Four Guys, Four Days, Five Workbenches – Day 3


As the third day commenced we were greeted by the sight of all the bench top slabs ready to move forward.  Removing all the clamps and seeing them we had to put the desire to move forward with them, and set them aside for  a while.

Day 3 was all about the legs.  Prepping the stock, gluing them up, and fitting them into the joinery already in the slabs.




We began much as we did Monday morning, ripping the 8-foot 2x12s but into two pieces rather than three, followed by chopping them to 36″.  They would be trimmed to each maker’s preferred length on Day 4.


Then out to the planer to get them all cleaned up.  We checked the thickness periodically to get it a perfect match to the laminae of the slabs as the design of the joinery depended on the laminations of the leg tenons fitting the mortises perfectly.


With the cleaned laminae ready, the assembly began.  The center lamina was off-set by 4″ inches given the configuration of the joinery and the thickness of the top slabs.  Since the legs were being cut to length the following day it made no point to cut them twice, so we just left the center piece longer.  Besides. if the fit was really tight we had a sacrificial surface to address with a sledge hammer.

The legs were assembled with deck screws and fender washers serving as the clamping system.  It is a method I use increasingly for components that will not be finished furniture.  This allowed us to get them all glued up without external clamps, and we set them aside until after lunch.


In the mean time we turned our attention to getting the slabs ready to receive the legs later in the day.  That meant that the underside of the slabs needed to be flattened enough to provide a solid base against which the legs could be seated.  A few minutes with a scrub plane and a few more with a fore plane was sufficient for our needs.  Here is Bill flattening the larger of his two benches.  This one would be fitted with an Emmert K2 after it was finished.  I was green with jealousy about this as I don’t own a K2 and in fact had never seen one complete in the flesh.

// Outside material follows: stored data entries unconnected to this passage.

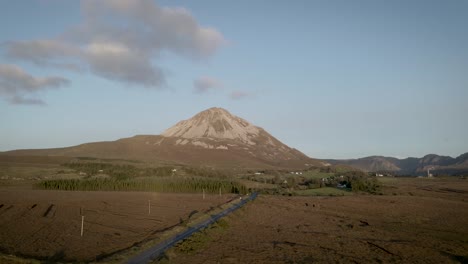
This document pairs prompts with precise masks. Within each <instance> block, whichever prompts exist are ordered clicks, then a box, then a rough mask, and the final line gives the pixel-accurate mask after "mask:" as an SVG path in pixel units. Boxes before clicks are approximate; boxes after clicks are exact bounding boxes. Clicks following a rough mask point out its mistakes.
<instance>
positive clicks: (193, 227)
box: [127, 192, 258, 264]
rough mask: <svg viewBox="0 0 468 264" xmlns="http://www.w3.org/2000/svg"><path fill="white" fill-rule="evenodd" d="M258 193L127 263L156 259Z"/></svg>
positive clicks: (151, 249) (148, 249)
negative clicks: (173, 246)
mask: <svg viewBox="0 0 468 264" xmlns="http://www.w3.org/2000/svg"><path fill="white" fill-rule="evenodd" d="M257 195H258V193H256V192H254V193H252V194H250V195H249V196H248V197H247V198H244V199H242V200H241V201H240V202H239V203H237V204H234V205H233V206H231V207H229V208H227V209H225V210H223V211H222V212H220V213H218V214H215V215H211V217H210V218H209V219H207V220H205V221H203V222H201V223H199V224H197V225H195V226H193V227H190V228H189V229H187V230H185V231H184V232H182V233H179V234H177V235H175V236H173V237H171V238H168V239H166V240H164V241H163V242H161V243H159V244H158V245H156V246H154V247H152V248H150V249H148V250H146V251H144V252H142V253H141V254H140V255H137V256H135V257H133V258H131V259H130V260H129V261H128V262H127V263H129V264H136V263H148V262H149V261H151V260H153V259H156V258H157V257H159V256H161V255H162V254H163V253H164V251H166V250H167V249H169V248H170V247H172V246H174V245H175V244H177V243H178V242H179V241H181V240H184V239H186V238H188V237H189V236H191V235H192V234H193V233H195V232H198V231H199V230H200V229H203V228H206V227H207V226H209V225H211V224H213V223H214V222H216V221H218V220H219V219H220V218H221V217H224V216H226V215H228V214H230V213H232V212H233V211H235V210H237V209H239V208H241V207H242V206H243V205H244V204H246V203H247V202H249V201H253V200H254V199H255V198H257Z"/></svg>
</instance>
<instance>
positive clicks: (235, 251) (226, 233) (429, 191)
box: [162, 179, 468, 263]
mask: <svg viewBox="0 0 468 264" xmlns="http://www.w3.org/2000/svg"><path fill="white" fill-rule="evenodd" d="M383 181H385V184H386V187H385V188H384V195H377V196H375V195H352V196H343V197H315V196H314V197H313V196H311V197H287V196H265V195H263V196H260V197H259V198H258V199H257V200H256V201H255V202H254V203H251V204H248V205H247V206H246V207H245V208H243V209H241V210H240V211H237V212H235V213H234V214H232V215H230V216H228V217H227V218H226V223H225V226H227V227H225V228H223V230H221V231H220V232H219V231H216V228H215V229H211V230H207V231H206V232H205V233H204V234H202V236H199V238H195V239H193V240H188V241H185V242H183V243H181V244H179V246H178V247H176V248H173V249H171V250H170V251H169V252H167V254H166V257H165V258H164V259H163V260H162V261H166V262H168V263H189V262H190V263H467V262H468V224H467V223H468V181H467V180H460V179H384V180H383ZM191 244H193V245H191ZM187 248H189V249H190V248H192V249H194V250H187Z"/></svg>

After lunch we took the screwed-up laminated legs out to the planer and got them edge planed to a width of exactly 5 inches, which was the width of the mortises we had already built.


With the legs now prepared fully it was time to cut the dovetails.  The only space in the barn outfitted for the task was my own workshop, so all five of us were packed into that place to do the deed.  It was some pretty close fellowship and actually turned out to be a lot of fun to work so closely together in a small space doing very confined tasks.



In a pleasant surprise(?) after sawing and a little but of tuning with a joiner’s rasp each of the twenty legs went into place with at most a gentle tap of the two pound sledge.  No fierce beating was required whatsoever.  Stewart, a comparative newcomer to furniture making (he had never before hand-planed a large surface and these were his first dovetails) was the first to get his bench up on its feet, followed in short order by the others.




Thus endeth Day 3, on schedule or even ahead of schedule.